Paperwork. Do you know where your birth certificate, passport, or social security card are? What about your child’s immunization records or education plan? Do you have a checkbook, credit card, or cash on hand? Being able to locate these items in a rush is integral to evacuation planning. Thanks to the lessons I’ve learned from emergency managers and disaster survivors, I had already made photocopies of all of our vital documents and stored the originals in a safe place outside of my home. This may seem a bit over the top to some, but after hearing stories from people who battled for months or even years to re-establish their documentation, I take it very seriously.
Packing. Before the COVID-19 pandemic, I traveled quite frequently. For that reason, I always kept a bag packed with my toiletries, an extra pair of glasses, my contact lenses, and other things required for day-to-day functioning. I strongly recommend that you, too, pack a go bag that has all of your necessary things in one place, along with at least two or three changes of clothes. If you take prescription medications, leave a note in the bag that reminds you to grab those before you go.
On the day that we evacuated, it was hot and so I didn’t think to take a hat, gloves, or a coat. The next morning—which was just above freezing—I was reminded to update my evacuation list for all types of weather conditions.
People. Who are the people that will need to be contacted if you have to leave your home? Do you have their phone numbers somewhere accessible if you forget or lose your cell phone in the rush of an evacuation?
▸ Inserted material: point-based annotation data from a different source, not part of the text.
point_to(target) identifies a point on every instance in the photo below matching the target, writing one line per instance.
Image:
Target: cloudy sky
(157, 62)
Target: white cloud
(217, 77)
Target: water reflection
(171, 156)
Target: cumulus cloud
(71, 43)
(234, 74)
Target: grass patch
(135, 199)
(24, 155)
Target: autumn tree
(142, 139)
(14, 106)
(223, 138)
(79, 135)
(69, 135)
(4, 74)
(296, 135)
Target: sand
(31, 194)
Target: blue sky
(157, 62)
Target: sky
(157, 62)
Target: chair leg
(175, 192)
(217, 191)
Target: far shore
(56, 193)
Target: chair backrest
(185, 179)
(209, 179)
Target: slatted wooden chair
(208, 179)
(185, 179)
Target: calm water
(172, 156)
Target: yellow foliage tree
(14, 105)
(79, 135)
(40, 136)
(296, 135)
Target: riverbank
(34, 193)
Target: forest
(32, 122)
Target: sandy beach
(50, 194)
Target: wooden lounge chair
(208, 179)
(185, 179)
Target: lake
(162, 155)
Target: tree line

Remember, also, to develop a household and school reunification plan, as families are not always together when disaster strikes.
Cultivate relationships, too, and draw on the strength of others. My dear friend Jennifer Tobin (who is also deputy administrator of the Natural Hazards Center) was able to spur me and my husband into high gear and understand the need to evacuate before authorities knocked on the door to tell us to leave. I trust Jennifer with my life. Who do you trust with yours? Identify those people, and then work together to support one another in your preparedness planning. These social networks may just save you during a disaster.
Since the fire that drove us from our home started, we have confirmed that our house is still standing. But sadly, at least 26 other homes to the north of us have burned to the ground. The Boulder County Office of Emergency Management is preparing the public for more bad news, letting residents know that they “anticipate that more buildings will be added to the list” as damage assessment teams begin accessing other areas impacted by the fire.
The much better news they have shared is that there have been no deaths, all missing persons have been accounted for, they are paying special attention to potentially vulnerable populations, and they have made progress containing the fire. Hundreds of firefighters are still on the ground and in the air as of this writing. They are doing all they can to battle the blaze—now the largest in Boulder County history—as are other dedicated emergency responders fighting fires across the country. They put their lives on the line daily to protect people and property. I hope we can all do what we can, with what we have, to help play our part as well.
As I write to you from my status as a wildfire evacuee, I urge you: Please don’t wait—the time to prepare has always been now.